Nos diálogos com a presidenta, Lula chegou a pedir a Dilma a cabeça do ministro da Fazenda, Nelson Barbosa, e do presidente do Banco Central, Alexandre Tombini. Ouviu um não (disse que eles estão mais dentro do que nunca). Mas as negativas da presidenta acabaram por aí. Sempre chamando Lula de presidente durante uma entrevista coletiva surpresa em que comunicou a chegada de seu novo auxiliar, Rousseff negou publicamente que haverá mais mudanças em seu primeiro escalão.

Nos bastidores, contudo, era dado como certo que os ministérios das Relações Exteriores, da Comunicação Social, da Educação e dos Esportes teriam trocas nas próximas semanas.  Entre os cotados estariam o jornalista Franklin Martins e o diplomata Celso Amorim.

A matemática feita pela presidenta e pelos ministros Jaques Wagner e Ricardo Berzoini foi de que era possível encampar alguns nomes de Lula, mas era necessário garantir o espaço de outros que até agora foram fiéis à Dilma e ao PT. Neste grupo estão o próprio Wagner, que virou chefe de gabinete da presidenta, cargo que agora tem status de ministro, e Edinho Silva, da Secretaria de Comunicação Social que pode ir para Esportes.

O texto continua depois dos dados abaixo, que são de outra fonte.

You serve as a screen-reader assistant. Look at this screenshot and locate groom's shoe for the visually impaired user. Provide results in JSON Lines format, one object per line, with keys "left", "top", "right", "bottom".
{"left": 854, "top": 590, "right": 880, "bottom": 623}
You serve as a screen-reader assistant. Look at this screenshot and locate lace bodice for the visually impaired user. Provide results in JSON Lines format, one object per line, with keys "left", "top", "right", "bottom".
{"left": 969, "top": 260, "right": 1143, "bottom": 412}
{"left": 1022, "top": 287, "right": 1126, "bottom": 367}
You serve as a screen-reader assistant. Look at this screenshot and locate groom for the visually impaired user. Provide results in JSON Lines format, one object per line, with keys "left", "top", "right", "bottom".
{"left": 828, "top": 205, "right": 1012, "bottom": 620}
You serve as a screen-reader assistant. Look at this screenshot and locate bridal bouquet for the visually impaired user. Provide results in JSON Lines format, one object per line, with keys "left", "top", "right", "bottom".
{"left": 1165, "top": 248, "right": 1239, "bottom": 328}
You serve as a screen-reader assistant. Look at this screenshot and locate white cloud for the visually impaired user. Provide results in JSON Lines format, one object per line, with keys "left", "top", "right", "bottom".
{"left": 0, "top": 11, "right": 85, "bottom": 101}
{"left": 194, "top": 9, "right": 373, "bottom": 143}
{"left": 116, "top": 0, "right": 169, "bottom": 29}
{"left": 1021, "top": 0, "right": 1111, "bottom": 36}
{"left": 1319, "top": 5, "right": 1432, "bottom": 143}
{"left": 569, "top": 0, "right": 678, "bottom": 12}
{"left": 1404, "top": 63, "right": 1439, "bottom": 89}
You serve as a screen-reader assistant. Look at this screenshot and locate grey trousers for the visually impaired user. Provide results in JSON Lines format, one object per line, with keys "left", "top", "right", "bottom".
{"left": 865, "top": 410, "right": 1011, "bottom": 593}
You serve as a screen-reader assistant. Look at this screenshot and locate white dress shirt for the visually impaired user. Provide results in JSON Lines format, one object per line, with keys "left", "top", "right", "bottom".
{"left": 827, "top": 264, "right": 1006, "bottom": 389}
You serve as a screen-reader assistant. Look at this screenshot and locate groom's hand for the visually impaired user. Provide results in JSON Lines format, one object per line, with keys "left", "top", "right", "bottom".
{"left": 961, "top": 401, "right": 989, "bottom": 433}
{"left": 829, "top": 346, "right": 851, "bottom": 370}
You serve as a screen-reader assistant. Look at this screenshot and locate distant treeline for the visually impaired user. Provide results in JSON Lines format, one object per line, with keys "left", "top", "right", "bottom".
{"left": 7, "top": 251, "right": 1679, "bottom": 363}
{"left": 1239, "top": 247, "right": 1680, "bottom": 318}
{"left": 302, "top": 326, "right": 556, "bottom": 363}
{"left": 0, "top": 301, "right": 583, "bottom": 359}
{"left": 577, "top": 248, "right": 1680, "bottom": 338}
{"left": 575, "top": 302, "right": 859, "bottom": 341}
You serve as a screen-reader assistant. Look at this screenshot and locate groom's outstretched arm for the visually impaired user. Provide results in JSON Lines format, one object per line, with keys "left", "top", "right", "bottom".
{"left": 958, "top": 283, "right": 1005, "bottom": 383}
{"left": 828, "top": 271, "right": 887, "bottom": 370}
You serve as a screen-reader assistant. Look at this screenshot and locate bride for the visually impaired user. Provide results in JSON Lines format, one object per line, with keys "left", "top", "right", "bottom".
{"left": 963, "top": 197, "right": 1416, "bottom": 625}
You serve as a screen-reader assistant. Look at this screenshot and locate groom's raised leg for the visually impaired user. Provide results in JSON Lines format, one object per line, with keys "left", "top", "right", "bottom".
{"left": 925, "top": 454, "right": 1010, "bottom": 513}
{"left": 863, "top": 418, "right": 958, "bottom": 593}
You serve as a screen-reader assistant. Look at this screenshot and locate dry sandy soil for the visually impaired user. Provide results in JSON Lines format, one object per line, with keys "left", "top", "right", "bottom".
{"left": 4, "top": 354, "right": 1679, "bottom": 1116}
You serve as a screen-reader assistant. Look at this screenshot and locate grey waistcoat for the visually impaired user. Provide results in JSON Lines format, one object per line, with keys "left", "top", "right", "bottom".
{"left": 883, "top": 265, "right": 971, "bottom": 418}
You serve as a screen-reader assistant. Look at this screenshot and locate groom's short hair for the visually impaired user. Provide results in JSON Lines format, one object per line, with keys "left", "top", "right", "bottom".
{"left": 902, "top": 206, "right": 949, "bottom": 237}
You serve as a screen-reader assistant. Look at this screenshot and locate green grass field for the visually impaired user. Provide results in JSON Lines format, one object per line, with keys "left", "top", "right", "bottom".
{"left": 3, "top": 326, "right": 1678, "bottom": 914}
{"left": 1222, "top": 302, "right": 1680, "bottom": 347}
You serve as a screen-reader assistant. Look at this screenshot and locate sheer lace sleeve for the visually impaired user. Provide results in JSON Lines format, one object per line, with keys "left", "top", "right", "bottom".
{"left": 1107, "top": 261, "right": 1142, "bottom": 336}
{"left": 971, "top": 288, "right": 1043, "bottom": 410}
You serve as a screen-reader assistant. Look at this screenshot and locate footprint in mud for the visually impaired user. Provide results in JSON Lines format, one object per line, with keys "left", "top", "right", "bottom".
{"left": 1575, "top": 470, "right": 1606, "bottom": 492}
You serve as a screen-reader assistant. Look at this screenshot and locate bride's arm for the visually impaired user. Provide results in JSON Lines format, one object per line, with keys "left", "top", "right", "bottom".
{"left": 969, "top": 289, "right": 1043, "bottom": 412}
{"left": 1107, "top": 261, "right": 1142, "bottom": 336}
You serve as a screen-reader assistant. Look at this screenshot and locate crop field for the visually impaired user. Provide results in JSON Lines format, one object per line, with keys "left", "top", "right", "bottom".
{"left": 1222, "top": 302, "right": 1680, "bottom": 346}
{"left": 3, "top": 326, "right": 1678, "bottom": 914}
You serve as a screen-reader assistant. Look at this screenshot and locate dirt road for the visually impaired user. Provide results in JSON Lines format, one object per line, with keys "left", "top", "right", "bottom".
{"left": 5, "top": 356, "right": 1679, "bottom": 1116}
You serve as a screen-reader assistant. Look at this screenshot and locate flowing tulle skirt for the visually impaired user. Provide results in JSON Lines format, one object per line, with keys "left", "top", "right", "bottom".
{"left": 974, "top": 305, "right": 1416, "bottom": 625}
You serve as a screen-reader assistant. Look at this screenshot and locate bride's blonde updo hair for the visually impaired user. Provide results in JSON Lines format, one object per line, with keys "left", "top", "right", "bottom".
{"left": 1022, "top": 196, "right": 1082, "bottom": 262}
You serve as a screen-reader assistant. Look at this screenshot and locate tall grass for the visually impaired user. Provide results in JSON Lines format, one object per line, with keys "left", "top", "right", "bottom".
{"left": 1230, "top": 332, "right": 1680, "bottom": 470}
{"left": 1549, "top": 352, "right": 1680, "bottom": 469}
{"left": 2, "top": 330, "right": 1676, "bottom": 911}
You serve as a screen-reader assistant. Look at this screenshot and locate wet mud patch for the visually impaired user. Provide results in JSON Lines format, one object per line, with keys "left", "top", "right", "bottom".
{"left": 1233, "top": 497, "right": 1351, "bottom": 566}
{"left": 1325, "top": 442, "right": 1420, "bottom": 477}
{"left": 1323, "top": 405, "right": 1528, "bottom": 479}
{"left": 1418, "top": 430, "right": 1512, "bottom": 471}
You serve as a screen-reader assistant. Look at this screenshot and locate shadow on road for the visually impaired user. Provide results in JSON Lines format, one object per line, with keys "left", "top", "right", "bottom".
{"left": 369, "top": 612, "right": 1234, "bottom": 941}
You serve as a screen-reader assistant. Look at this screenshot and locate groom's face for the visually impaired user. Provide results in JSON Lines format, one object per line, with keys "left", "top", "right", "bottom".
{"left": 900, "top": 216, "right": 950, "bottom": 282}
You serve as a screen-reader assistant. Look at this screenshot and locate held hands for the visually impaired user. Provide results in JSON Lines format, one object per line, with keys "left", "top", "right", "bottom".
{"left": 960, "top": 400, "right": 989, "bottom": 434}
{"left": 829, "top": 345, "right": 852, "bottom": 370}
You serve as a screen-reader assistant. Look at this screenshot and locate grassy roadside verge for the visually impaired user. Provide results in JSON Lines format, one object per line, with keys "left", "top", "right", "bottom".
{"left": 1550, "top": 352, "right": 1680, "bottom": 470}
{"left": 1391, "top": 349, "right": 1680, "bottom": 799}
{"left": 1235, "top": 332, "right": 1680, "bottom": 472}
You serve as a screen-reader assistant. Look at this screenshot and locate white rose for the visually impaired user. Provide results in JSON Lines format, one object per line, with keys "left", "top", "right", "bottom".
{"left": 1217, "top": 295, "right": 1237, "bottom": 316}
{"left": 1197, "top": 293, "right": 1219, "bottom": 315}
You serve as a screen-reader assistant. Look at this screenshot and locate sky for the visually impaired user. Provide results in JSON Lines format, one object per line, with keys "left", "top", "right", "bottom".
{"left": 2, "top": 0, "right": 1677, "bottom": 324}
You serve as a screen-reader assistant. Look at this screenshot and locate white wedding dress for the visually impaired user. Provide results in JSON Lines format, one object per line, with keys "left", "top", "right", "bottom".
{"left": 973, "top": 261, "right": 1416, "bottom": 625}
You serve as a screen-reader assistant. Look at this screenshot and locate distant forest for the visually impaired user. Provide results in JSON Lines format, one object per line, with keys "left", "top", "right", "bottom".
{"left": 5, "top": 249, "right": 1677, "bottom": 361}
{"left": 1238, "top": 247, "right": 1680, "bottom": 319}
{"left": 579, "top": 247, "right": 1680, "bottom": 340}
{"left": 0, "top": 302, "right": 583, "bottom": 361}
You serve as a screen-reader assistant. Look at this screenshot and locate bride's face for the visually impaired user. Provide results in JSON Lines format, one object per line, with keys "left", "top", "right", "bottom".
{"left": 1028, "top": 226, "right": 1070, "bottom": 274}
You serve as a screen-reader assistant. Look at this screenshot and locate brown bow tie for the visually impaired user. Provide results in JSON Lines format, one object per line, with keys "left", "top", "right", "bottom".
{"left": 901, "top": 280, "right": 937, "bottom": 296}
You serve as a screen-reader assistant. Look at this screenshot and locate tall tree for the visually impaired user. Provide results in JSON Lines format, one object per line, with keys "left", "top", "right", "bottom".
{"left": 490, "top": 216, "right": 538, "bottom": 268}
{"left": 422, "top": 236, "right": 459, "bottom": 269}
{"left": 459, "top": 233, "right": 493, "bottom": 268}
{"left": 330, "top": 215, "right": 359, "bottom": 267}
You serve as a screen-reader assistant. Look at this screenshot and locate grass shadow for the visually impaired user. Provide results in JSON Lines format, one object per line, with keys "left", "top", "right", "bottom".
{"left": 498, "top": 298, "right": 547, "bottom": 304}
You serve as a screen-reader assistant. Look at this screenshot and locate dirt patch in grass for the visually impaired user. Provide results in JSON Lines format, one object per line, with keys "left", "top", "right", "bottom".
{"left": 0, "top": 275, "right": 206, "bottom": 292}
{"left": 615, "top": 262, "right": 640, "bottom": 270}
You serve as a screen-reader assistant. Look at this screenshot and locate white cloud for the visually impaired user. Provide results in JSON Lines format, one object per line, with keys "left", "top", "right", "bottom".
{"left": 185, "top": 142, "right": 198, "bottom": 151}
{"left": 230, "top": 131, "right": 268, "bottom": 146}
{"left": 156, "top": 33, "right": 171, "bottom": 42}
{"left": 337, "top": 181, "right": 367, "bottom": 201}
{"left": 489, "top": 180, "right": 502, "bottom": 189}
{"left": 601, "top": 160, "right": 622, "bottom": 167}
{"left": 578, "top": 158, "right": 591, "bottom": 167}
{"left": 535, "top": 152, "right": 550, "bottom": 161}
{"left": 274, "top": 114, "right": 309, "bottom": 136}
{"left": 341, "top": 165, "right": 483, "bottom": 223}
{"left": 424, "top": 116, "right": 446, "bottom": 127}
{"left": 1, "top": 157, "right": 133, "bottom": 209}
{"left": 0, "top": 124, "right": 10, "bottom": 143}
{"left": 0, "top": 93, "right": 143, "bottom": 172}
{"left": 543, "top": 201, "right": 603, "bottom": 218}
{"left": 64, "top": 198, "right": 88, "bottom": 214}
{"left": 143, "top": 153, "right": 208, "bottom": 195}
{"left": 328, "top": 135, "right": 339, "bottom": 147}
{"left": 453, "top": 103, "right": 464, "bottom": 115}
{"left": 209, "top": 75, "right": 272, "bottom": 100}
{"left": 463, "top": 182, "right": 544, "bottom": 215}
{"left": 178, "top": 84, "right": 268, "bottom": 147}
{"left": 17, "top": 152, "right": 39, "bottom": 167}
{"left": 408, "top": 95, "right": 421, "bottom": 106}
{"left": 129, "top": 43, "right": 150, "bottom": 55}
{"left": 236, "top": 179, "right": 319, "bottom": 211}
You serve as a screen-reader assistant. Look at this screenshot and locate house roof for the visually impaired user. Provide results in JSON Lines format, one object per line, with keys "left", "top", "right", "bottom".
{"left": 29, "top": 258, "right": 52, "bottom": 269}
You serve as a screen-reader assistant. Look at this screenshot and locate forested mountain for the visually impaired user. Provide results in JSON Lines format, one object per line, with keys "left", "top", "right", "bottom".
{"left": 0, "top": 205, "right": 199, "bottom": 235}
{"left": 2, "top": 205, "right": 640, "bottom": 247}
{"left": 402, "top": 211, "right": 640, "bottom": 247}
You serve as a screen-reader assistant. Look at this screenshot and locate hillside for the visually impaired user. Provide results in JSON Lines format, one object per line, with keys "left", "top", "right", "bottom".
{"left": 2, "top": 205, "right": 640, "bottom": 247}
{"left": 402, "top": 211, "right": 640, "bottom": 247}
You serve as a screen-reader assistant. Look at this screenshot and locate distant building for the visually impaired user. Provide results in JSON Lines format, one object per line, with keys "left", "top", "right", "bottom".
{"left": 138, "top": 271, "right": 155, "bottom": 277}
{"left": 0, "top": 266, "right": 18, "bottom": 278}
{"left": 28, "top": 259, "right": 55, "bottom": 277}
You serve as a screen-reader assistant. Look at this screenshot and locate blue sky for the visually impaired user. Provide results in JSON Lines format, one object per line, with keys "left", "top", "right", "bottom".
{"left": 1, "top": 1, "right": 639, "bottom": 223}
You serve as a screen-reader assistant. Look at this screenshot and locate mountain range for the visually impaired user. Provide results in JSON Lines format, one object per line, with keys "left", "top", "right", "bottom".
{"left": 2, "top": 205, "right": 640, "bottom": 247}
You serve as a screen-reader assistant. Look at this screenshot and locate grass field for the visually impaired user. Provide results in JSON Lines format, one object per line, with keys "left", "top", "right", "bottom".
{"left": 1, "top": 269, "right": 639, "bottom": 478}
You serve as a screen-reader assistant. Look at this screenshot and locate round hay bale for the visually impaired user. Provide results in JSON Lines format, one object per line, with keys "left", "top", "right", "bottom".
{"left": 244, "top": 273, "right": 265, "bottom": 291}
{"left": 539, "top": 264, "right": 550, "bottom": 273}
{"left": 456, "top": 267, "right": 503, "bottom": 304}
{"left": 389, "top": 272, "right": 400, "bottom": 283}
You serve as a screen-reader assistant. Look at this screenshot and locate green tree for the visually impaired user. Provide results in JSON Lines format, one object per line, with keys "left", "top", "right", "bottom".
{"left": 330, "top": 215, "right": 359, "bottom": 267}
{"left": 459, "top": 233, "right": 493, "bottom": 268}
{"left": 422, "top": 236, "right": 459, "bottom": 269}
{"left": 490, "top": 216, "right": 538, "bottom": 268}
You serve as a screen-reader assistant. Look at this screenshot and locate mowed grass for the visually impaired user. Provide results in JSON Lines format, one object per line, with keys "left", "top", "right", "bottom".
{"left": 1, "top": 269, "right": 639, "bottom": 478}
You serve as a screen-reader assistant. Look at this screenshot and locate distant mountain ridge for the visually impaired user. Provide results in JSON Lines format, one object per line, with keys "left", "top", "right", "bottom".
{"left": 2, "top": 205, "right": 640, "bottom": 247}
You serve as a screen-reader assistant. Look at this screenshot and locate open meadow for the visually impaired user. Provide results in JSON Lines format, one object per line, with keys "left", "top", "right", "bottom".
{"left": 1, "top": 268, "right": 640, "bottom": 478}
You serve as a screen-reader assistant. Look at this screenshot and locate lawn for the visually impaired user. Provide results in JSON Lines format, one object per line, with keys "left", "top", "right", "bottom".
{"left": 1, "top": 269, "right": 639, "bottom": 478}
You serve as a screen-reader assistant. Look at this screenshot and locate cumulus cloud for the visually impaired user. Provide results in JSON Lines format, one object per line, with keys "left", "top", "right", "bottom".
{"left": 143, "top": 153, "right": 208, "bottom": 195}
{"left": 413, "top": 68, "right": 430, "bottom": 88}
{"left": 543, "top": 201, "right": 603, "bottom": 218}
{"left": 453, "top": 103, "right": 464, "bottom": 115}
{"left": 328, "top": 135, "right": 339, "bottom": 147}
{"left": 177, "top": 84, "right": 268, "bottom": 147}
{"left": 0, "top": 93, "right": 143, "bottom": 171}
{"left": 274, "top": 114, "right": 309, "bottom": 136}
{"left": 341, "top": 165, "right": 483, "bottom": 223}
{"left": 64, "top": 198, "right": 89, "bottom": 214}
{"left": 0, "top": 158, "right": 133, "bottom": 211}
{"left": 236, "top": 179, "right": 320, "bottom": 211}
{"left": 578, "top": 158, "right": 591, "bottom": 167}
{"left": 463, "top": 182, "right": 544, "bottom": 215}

Além da lealdade desses dois, a preocupação dos petistas era garantir a prerrogativa de foro privilegiado deles. Como foram citados no escândalo da Lava Jato, se perdessem os cargos de ministros, ambos poderiam ser julgados pelo juiz Sérgio Moro, da Justiça Federal do Paraná. Mantendo a função, só ficariam sob o crivo do Supremo Tribunal Federal, assim como Lula.

No cardápio de medidas discutidas por Rousseff e Lula nos últimos dois dias havia um possível uso de reservas internacionais do país para a criação de um fundo destinado às obras de infraestrutura, saneamento e energia, além da ampliação da concessão de créditos. Essas questões foram levantadas pelo PT em seu último encontro nacional no mês passado.

A primeira delas não foi aceita de pronto pela presidenta, que as chamou de especulação. “Jamais teremos uma pauta de uso dessas reservas para algo que não seja proteção do país contra flutuações internacionais. E as reservas, também, elas podem ter um papel em relação à dívida, mas elas não são a forma adequada de se solucionar questões de investimento”. A segunda (que trata dos créditos) deverá ter novidades em 
breve, conforme aliados do Governo.
 
Todos esses planos estão em suspenso, num momento em que as gravações romperam pontes importantes para Lula. O ex-presidente se vê agora entre um impeachment aparentemente inevitável de sua sucessora, e a tarefa de salvar sua biografia.